La pantalla que han colocado en el Estadio de Eugene (Oregón) donde se desarrolla el Mundial de Atletismo es gigante. Pero ni siquiera los espectadores que estén allí podrán ver con tanta minuciosidad lo que ocurre en cada una de las pruebas como quienes las seguimos desde casa. No menos grandes ni con menor definición.

Y es que a poco que uno sepa mirar, tenga curiosidad en observar los detalles y se sepa detener en los subtextos, más allá de lo estrictamente deportivo, un evento de las características de este Mundial al aire libre, donde las cámaras ven mucho más de lo que es capaz de captar el ojo humano, nos regala a cada instante imágenes que sólo han sido posibles a partir del nuevo siglo.
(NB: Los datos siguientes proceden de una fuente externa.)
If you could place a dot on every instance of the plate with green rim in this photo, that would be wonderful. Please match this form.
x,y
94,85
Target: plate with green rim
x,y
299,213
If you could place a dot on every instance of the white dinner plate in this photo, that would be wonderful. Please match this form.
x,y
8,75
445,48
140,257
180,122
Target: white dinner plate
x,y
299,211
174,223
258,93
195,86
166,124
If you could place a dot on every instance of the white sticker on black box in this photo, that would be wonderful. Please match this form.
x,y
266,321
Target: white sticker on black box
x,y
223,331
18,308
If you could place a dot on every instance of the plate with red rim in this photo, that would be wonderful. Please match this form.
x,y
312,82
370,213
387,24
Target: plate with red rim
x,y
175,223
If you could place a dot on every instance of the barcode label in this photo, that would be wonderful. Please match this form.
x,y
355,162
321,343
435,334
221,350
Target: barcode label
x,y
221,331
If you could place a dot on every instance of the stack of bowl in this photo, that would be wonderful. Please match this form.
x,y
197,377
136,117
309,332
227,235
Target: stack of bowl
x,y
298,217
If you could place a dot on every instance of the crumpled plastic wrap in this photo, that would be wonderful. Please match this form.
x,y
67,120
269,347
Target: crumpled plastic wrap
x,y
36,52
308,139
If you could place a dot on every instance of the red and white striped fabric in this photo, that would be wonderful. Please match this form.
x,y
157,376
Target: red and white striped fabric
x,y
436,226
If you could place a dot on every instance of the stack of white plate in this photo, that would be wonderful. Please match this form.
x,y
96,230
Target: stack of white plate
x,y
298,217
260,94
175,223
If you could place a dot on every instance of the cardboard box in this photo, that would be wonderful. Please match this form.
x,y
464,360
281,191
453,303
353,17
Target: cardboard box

Que al menos en el audiovisual, ha avanzado a pasos de gigante.

Entre los centenares de notas al margen que darían para poemarios, ensayos o relatos de verano (¿por qué nadie los escribe?) elijo un tema que me resultó chocante. Con qué poca ceremonia se les cuelgan las medallas a los ganadores de cada prueba. En cuanto cruzan la meta o concluyen los saltos, una ayudante les coloca la medalla al cuello. Aunque alguno, como el griego Mitiadis Tentoglou, contrariado, se quite la de plata al instante, conseguida en salto de longitud (donde Eusebio Cáceres quedó octavo). Con la misma actitud rutinaria con la que yo me quito la acreditación de un festival de cine al abandonar una proyección, o hago la mascarilla un ovillo en cuanto salgo del autobús urbano y me la meto en el bolsillo.

Sólo de tarde en tarde se ven las ceremonias de entrega de otros campeonatos. Parece como si la ausencia de parafernalia desposeyera el trofeo de parte de su valor. Cuántas historias quedarán por contar.